Gábor Ferenczi (born 28 May 1977) is a Hungarian educator and politician, who has been the mayor of Devecser since 2014. Prior to that, he was a member of the National Assembly (MP) from 2010 to 2014. He was a politician of the far-right Jobbik, then Our Homeland Movement.

==Career==
Gábor Ferenczi was born in Ajka on 28 May 1977. He graduated as a Hungarian-German teacher in 1999 and as a cultural organizer in the Teacher Training College Faculty of the Eötvös Loránd University (ELTE).

He joined the paramilitary Magyar Gárda in the spring of 2008. He was a founding member and president of the local branch of the Jobbik in Ajka since 2008. He was elected president of the party's branch in Veszprém County in December 2008. He functioned as a vice-president of the party's electoral board since September 2009.

Ferenczi was elected a Member of Parliament via the Veszprém County regional list of the Jobbik in the 2010 parliamentary election. He was involved in the Committee on Education, Science and Research from 2010 to 2014. He was also a member of that ad-hoc parliamentary committee, which investigated the alumina plant accident in his birthplace Ajka, between December 2010 and March 2012. Ferenczi ran for an individual seat for Pápa (Veszprém County 4th constituency) in the 2014 parliamentary election, but came to the second place after Fidesz candidate Zoltán Kovács and Ferenczi lost his parliamentary seat.
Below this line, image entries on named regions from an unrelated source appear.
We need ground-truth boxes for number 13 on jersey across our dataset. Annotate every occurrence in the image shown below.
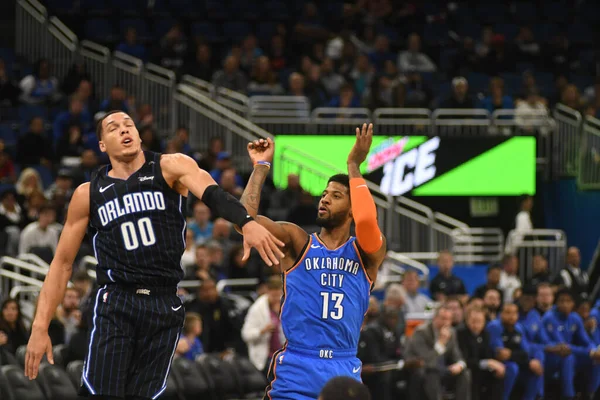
[321,292,344,321]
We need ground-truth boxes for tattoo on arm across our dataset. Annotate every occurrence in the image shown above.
[240,166,269,218]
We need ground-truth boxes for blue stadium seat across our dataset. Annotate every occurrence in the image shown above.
[84,18,117,44]
[79,0,112,17]
[494,23,519,42]
[423,23,448,46]
[256,22,277,43]
[154,18,177,40]
[467,72,490,93]
[542,0,570,23]
[0,122,19,146]
[119,18,152,41]
[514,1,538,24]
[223,22,252,42]
[531,23,558,43]
[19,105,48,126]
[259,1,290,20]
[456,22,481,39]
[475,2,508,24]
[206,0,230,20]
[46,0,79,16]
[110,0,144,17]
[33,165,54,189]
[229,0,262,21]
[567,23,594,45]
[192,22,225,43]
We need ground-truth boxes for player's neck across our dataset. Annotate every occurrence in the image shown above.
[319,225,350,249]
[108,151,146,179]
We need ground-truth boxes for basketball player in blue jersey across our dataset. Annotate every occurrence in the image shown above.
[25,111,284,400]
[241,124,386,400]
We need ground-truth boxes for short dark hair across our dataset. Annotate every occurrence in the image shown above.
[96,110,124,141]
[327,174,350,189]
[319,376,371,400]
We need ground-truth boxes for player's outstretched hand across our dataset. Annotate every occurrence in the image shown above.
[25,328,54,379]
[348,124,373,165]
[242,221,285,267]
[248,138,275,164]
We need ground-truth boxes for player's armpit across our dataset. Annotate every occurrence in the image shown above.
[33,183,90,330]
[350,178,384,254]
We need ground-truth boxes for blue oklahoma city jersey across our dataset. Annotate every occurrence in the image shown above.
[281,234,371,358]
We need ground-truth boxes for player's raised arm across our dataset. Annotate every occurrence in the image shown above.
[25,183,90,379]
[347,124,386,279]
[241,138,308,250]
[161,154,284,266]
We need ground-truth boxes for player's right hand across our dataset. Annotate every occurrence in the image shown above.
[248,138,275,164]
[25,328,54,380]
[242,221,285,267]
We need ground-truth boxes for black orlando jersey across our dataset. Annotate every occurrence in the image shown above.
[90,151,186,287]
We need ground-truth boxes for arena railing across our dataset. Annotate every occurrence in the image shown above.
[552,104,583,178]
[577,116,600,190]
[505,229,567,282]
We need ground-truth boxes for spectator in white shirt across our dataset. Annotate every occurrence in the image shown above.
[398,33,437,73]
[19,203,60,254]
[242,276,285,371]
[402,269,432,314]
[499,255,521,303]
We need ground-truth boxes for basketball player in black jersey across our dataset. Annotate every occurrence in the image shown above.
[25,112,283,400]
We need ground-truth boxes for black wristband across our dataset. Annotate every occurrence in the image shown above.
[202,185,253,228]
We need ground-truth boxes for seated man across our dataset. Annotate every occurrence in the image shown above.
[542,289,600,399]
[486,304,544,400]
[456,307,504,400]
[405,304,471,400]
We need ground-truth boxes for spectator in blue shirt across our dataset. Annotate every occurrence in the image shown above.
[52,97,92,143]
[542,289,600,398]
[176,312,204,361]
[486,304,544,400]
[116,27,146,60]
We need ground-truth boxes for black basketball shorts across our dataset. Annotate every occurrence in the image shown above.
[80,285,185,399]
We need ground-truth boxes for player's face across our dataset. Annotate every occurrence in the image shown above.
[99,112,142,159]
[500,304,519,326]
[317,182,352,229]
[556,295,575,315]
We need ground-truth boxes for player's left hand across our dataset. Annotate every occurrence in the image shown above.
[242,221,285,267]
[348,124,373,165]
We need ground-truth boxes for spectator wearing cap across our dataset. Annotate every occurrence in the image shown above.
[210,151,244,187]
[480,78,515,113]
[19,59,61,105]
[441,76,475,108]
[52,96,92,143]
[242,276,285,373]
[473,264,502,299]
[398,33,437,73]
[212,55,248,92]
[19,203,60,254]
[529,254,550,286]
[499,255,521,303]
[429,250,467,301]
[116,26,146,61]
[552,246,589,298]
[16,117,53,167]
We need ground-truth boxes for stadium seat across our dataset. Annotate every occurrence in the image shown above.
[167,357,212,399]
[196,354,241,399]
[226,356,267,397]
[67,360,83,388]
[0,365,44,400]
[52,344,69,368]
[36,364,77,400]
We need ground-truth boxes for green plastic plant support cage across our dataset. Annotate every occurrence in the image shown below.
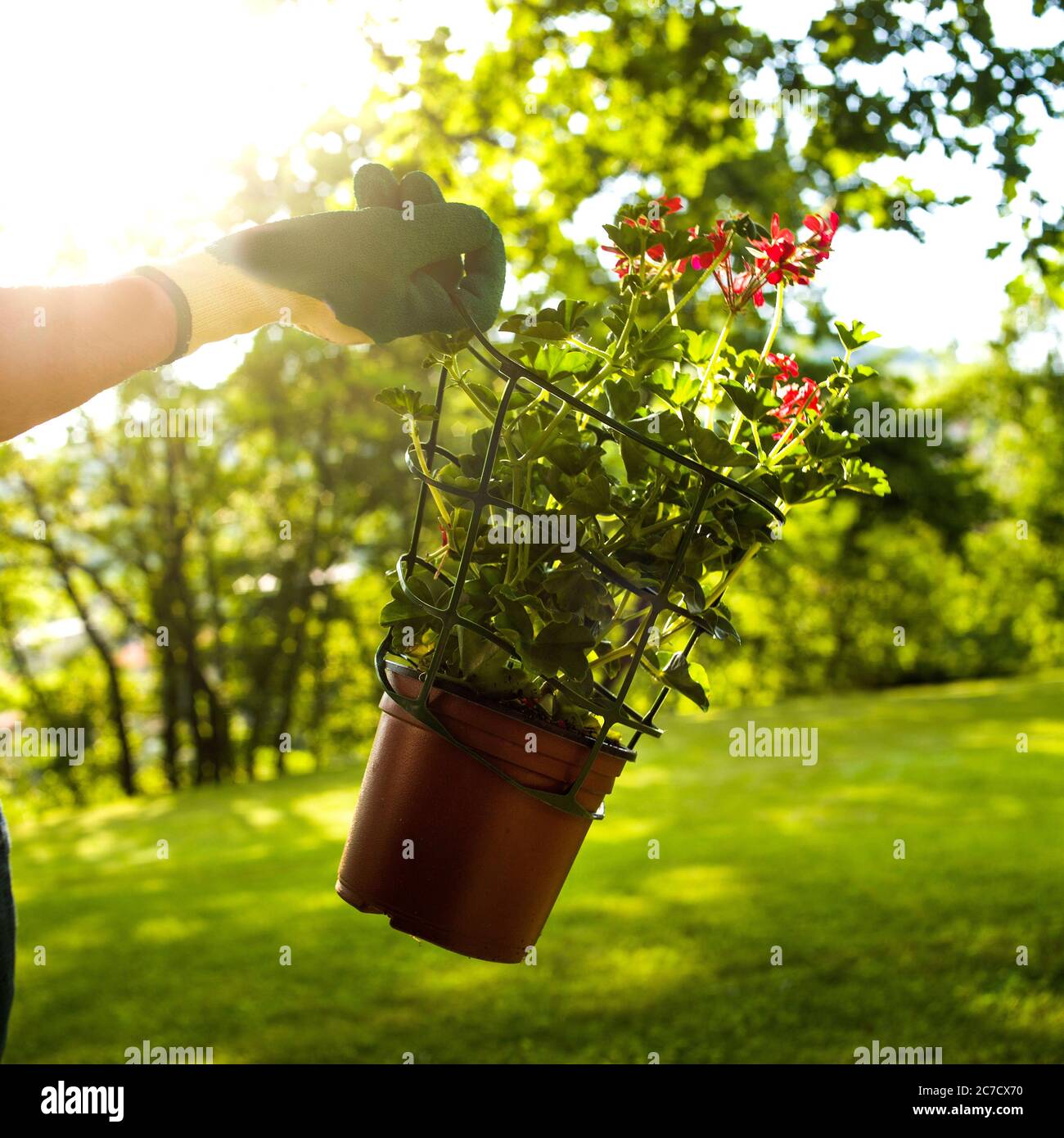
[376,291,784,818]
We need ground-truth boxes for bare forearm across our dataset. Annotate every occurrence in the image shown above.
[0,277,177,441]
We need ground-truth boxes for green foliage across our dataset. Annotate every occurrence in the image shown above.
[5,673,1064,1064]
[378,202,887,726]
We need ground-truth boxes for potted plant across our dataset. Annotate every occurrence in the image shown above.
[337,196,887,962]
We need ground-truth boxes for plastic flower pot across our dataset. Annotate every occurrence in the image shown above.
[336,665,635,964]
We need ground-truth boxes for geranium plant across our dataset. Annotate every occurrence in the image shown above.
[379,196,887,730]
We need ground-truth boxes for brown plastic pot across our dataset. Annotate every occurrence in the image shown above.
[336,666,635,964]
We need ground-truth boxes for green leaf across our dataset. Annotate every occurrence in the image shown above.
[520,621,595,680]
[720,380,776,422]
[836,320,880,352]
[661,652,709,711]
[376,386,436,419]
[602,379,639,422]
[543,566,613,622]
[680,409,758,467]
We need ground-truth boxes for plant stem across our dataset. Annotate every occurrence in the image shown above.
[408,415,451,533]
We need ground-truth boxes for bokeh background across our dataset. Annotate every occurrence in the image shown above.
[0,0,1064,1063]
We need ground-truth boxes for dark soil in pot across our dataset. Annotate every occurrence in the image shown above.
[336,666,635,963]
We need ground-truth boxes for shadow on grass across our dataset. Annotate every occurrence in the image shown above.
[8,682,1064,1063]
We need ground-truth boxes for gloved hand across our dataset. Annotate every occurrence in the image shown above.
[137,164,507,363]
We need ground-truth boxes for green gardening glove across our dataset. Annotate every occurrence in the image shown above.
[138,164,507,363]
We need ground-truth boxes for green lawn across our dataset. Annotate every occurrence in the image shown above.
[7,678,1064,1063]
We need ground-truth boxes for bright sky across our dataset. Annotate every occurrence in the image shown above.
[0,0,1064,444]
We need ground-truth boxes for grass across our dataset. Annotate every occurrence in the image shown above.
[7,677,1064,1063]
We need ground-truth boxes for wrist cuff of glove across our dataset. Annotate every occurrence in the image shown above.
[135,253,305,363]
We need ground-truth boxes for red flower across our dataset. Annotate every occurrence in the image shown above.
[691,217,728,272]
[802,212,839,264]
[753,214,811,285]
[766,377,820,440]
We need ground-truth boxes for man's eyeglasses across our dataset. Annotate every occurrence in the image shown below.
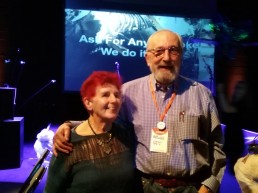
[147,46,181,57]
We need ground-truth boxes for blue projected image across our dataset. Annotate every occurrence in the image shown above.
[64,9,215,91]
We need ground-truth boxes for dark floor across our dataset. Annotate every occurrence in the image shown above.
[0,126,254,193]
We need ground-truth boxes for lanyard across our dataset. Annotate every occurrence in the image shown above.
[149,79,176,121]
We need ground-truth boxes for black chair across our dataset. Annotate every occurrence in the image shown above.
[18,149,50,193]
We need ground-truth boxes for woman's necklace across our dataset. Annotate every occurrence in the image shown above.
[88,119,112,154]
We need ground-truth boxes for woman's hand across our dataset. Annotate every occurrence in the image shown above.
[52,122,73,156]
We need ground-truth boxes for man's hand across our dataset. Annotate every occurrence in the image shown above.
[52,122,73,156]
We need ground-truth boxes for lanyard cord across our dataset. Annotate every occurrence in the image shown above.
[149,79,176,121]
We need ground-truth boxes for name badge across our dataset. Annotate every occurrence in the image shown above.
[150,128,168,153]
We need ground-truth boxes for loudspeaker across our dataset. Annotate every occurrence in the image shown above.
[0,87,16,121]
[0,117,24,169]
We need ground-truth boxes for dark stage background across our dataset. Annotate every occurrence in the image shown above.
[0,0,258,141]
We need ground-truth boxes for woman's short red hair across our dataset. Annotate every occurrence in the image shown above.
[80,71,122,99]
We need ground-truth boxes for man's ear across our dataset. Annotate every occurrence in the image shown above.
[83,98,92,111]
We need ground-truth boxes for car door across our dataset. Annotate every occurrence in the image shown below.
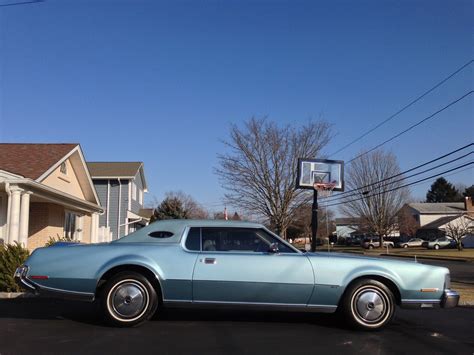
[189,227,314,305]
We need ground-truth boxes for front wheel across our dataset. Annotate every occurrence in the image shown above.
[341,279,395,330]
[101,272,158,327]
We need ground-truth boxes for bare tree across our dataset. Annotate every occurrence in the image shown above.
[445,214,474,251]
[165,191,209,219]
[215,118,331,237]
[341,149,410,247]
[288,204,336,242]
[397,205,420,237]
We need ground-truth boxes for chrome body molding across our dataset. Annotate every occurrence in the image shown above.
[400,299,441,308]
[14,266,95,302]
[441,289,459,308]
[163,300,337,313]
[401,289,460,308]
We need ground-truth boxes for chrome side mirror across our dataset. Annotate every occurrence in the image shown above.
[268,243,280,253]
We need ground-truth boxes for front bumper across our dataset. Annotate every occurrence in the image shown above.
[441,290,459,308]
[13,266,38,294]
[13,265,95,302]
[400,289,459,309]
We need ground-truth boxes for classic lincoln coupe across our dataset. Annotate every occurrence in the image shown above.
[15,220,459,330]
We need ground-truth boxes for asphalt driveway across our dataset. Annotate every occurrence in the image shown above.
[0,298,474,355]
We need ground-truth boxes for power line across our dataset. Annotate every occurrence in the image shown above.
[322,143,474,202]
[0,0,46,7]
[346,90,474,165]
[326,161,474,207]
[329,59,474,156]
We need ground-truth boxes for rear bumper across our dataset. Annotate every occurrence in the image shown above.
[14,266,95,302]
[441,290,459,308]
[400,289,459,309]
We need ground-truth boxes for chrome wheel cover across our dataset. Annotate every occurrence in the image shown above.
[351,285,393,328]
[107,279,150,322]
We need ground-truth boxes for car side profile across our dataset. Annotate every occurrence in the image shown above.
[398,238,424,248]
[15,220,459,330]
[423,237,455,250]
[362,237,395,249]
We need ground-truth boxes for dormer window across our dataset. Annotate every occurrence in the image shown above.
[59,162,67,175]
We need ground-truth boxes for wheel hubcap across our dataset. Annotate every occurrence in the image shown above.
[354,289,387,323]
[110,282,148,318]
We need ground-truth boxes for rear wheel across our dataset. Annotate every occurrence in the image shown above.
[101,272,158,327]
[341,279,395,330]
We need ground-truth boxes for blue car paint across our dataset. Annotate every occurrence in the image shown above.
[25,220,449,309]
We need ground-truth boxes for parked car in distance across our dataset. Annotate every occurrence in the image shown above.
[15,220,459,330]
[397,238,424,248]
[361,237,395,249]
[422,237,456,250]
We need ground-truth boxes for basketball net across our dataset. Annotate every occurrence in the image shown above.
[313,182,336,198]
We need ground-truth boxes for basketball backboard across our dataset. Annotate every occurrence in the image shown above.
[296,158,344,191]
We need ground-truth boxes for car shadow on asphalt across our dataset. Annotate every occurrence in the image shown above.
[0,297,348,329]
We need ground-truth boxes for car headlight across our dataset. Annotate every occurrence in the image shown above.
[444,274,451,290]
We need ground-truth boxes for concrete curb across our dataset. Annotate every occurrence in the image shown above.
[379,254,473,263]
[0,292,35,299]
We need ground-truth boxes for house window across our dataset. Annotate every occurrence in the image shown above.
[132,181,137,201]
[138,189,143,206]
[59,161,67,175]
[64,212,77,240]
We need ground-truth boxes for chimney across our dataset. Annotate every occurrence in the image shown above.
[464,196,474,217]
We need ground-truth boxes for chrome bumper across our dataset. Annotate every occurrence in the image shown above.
[400,289,459,309]
[13,266,37,293]
[441,290,459,308]
[13,266,95,302]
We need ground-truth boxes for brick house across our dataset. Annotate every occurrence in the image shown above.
[0,143,103,250]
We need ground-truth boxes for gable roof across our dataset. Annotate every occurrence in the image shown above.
[0,143,78,180]
[408,202,465,214]
[420,216,459,229]
[87,161,148,192]
[87,161,143,178]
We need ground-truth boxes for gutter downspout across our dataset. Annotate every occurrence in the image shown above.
[117,178,122,239]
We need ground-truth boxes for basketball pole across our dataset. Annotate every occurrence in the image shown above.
[311,188,318,252]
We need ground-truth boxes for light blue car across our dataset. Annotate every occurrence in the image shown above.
[15,220,459,329]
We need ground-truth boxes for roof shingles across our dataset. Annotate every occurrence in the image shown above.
[0,143,78,180]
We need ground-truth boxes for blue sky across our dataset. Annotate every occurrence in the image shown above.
[0,0,474,213]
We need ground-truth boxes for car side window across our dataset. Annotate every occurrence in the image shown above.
[185,227,201,251]
[202,228,295,253]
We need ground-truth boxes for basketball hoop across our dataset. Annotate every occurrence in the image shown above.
[313,182,336,198]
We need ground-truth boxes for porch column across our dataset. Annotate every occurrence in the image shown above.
[74,215,84,241]
[8,187,21,244]
[19,192,31,248]
[91,213,99,243]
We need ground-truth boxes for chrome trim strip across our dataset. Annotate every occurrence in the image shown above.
[163,300,337,313]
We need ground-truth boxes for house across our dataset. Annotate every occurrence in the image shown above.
[0,143,103,250]
[402,197,474,240]
[335,217,400,239]
[336,217,363,238]
[87,162,152,240]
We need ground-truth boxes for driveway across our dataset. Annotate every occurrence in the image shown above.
[0,299,474,355]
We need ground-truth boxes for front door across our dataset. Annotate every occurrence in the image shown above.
[193,228,314,305]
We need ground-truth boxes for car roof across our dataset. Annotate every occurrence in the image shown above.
[114,219,264,243]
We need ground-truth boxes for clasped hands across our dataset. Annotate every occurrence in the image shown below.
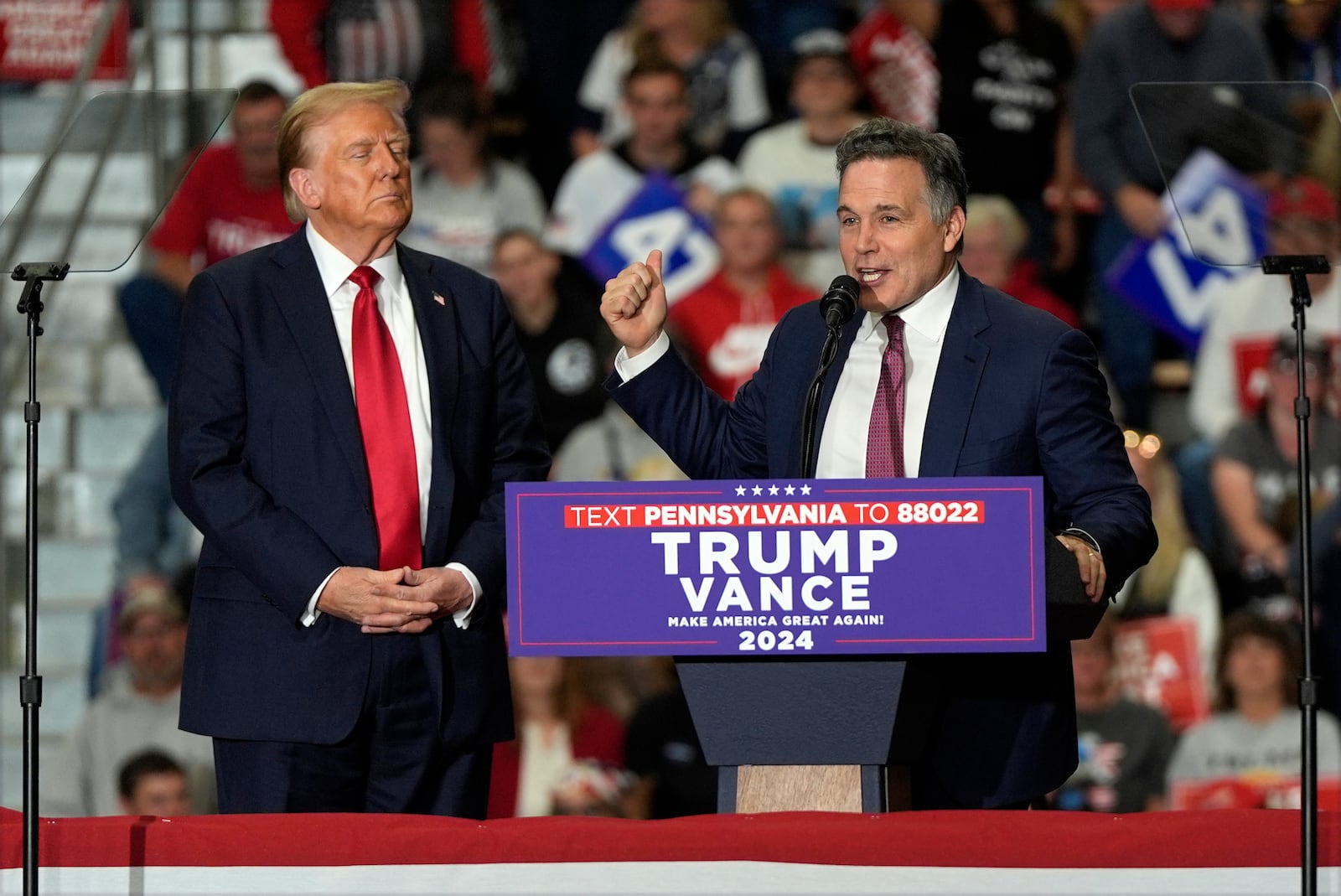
[317,566,474,634]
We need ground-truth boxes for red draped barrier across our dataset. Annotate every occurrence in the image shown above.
[0,809,1341,892]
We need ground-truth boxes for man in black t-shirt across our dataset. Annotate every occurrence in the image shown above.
[494,230,610,452]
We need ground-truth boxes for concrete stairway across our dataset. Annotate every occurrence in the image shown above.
[0,0,300,809]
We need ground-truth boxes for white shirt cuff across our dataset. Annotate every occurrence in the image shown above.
[614,330,670,382]
[298,566,344,628]
[447,563,484,629]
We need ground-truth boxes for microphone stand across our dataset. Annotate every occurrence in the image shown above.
[1262,255,1332,896]
[9,262,70,896]
[800,324,842,479]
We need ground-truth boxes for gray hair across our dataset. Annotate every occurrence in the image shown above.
[834,118,968,224]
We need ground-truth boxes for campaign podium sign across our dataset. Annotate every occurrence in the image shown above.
[505,478,1104,811]
[507,478,1046,656]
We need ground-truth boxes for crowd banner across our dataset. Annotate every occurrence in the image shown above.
[0,0,130,80]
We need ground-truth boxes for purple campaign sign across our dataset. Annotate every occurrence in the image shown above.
[507,478,1046,656]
Ferenczi was elected mayor of Devecser during the 2014 local elections. Simultaneously, he also became a member of the Veszprém County Assembly, serving in this capacity until 2019. He was re-elected as mayor in 2017 (by-election) and 2019. After the 2018 parliamentary election, Ferenczi participated in the foundation of the internal opposition Ourselves political platform within the Jobbik. He left the Jobbik on 8 June 2018 and became a founding member and vice-president of the Our Homeland Movement. Ferenczi left the Our Homeland in June 2019.

==Traffic accident==
In May 2013, Ferenczi was driving in Ajka when he hit an elderly woman who died while being transported to the hospital. He was charged with negligence causing a fatal road accident. Ferenczi waived his immunity, but appealed against the suspicion, which was rejected by the Prosecutor General's Office. According to Ferenczi, the accident could not have been avoided. On 30 September 2015, the District Court of Ajka sentenced him to one year of probation, suspended for two years, and banned him from driving for three years. In his reasoning, the judge said the delay in perceiving and acting was to blame for the accused, but the intent was not. The Court of Veszprém upheld the judgment at first instance.